Soft Option Magazine 1984 Ian Mooney

Modern Jazz is not necessarily a band as such; but the name for a collective of musicians, co-ordinated by former Models keyboardist Ash Wednesday, who come together in various lineups, perform, disintegrate, and then restructure for the next performance.

No two performances are ever the same because of the constant transfusion of new musical blood.

I'm trying to establish a group which will continuously evolve. Groups I've been in the past worked so well for a while, then stagnated once they became popular. Popularity often walks hand in hand with stagnation. Having different people moving through the group overcomes this problem. Their individual input changes the format of the group automatically. Although the song titles might be the same, the performance is different everytime.

The name Modern Jazz is reasonably specific in so far as we use modern equipment such as synthesizers, sequencers and computerisation but at the same time it is spontaneous music. We don't try and define or rehearse the songs too much, it is a 'here and now' situation. People equate electronic or synthetic music with very precise music. Certainly we have the capacity to get a song out and repeat it exactly the same - every performance. I'm trying to do the exact opposite to that, and a lot of people were initially very alienated from it, by the rough edges and impulsiveness of the whole thing. Recently, however, over the past six months or so, people have been coming along to the gigs because they're not quite sure what is going to happen next.

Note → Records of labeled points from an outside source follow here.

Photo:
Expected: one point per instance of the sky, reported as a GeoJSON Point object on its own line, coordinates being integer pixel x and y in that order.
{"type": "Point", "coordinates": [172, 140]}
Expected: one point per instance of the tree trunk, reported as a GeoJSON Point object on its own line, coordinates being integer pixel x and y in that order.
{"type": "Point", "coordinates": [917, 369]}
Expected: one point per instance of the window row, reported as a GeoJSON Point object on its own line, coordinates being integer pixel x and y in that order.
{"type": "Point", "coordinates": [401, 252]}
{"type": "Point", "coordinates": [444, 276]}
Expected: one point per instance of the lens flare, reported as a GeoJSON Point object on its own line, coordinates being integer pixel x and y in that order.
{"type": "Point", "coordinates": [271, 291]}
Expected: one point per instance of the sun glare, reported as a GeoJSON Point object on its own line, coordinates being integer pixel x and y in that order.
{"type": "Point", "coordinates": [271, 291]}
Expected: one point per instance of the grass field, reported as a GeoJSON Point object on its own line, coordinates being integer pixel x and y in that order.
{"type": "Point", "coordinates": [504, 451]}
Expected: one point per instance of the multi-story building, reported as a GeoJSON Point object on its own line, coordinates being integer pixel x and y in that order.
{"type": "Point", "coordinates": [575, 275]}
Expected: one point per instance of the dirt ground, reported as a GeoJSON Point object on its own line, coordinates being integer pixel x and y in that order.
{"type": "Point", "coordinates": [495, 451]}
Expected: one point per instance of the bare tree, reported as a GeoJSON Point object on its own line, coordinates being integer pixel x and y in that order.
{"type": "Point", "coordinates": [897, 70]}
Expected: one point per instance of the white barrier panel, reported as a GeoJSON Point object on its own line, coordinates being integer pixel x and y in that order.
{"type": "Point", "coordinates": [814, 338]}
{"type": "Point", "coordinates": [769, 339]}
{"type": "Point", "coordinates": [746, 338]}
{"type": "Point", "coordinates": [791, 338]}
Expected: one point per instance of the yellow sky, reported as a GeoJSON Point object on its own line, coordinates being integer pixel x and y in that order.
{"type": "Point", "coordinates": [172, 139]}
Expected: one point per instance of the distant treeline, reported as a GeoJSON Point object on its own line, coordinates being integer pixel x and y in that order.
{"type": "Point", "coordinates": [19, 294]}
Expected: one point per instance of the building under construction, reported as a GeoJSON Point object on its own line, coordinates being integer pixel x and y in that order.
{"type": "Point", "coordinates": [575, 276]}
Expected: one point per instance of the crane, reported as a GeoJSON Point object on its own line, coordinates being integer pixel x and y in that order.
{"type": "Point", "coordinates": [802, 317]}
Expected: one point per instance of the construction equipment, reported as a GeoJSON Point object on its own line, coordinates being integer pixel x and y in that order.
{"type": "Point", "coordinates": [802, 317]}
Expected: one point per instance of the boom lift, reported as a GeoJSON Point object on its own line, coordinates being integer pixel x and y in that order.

The last few gigs we have done have been really quite diverse. At 'the Venetian Room' we brought in our own PA to compliment the house system. We had sounds and people placed through the entire complex. Joseph and I were on the dancefloor, Lynn was doing performance art and dance on stage, and Andrew was in another part of the room, playing a TV set - sampling it through his 'effectron'. We had a drum machine on the disco floor and a vocal mix up on stage. So as you walked around the room, you got different mixes of the music, everyone was hearing something slightly different!

The concert before that we played 'the Glasshouse Theatre' with Dono Detti. We utilised the actual cinema space and set up four 16mm projectors with film loops running through them, superimposing film loops over one another, changing loops, dropping them out - with just Lyn and myself on stage - a fairly minimal set musically.

I like the idea of film loops imposing a visual sequence over a musical sequence, the music is sequential by nature, if you can exaggerate that visually, then you've got something going for you! I was very pleased with how that worked.

So you're changing the music to suit the environment?

Very much so. That's just it, really we can do anything. We can basically adapt to any environment whatsoever, which is the beauty of the whole thing. By the nature and spontaneity of it, it can fall flat, sometimes it does't work. But I like that sort of challenge, that risk. It keeps everyone on their toes.

How do you think people will react if they have heard you on a recording, go along to a concert and you sound entirely different?

It is hard to say, at this stage, what is going to happen. But I'm trying to take a very firm stance from the start and keep it evolving. I almost feel that it's your duty to perform a song how you feel at that particular point of time rather than recapitulate something from a time before. Really, recording songs is like taking a photo - a snapshot from a particular point of time......... I'm going out of my way to NOT define songs, to keep them very open so that people can just walk in and whatever happens, happens.

What are your thoughts on the future?

I think technology will eventually negate itself, you'll have Fairlights the size of pocket calculators that operate on brain-wave interaction. It will take time, but that will bring it back to the people - if you've got good ideas you've got good ideas.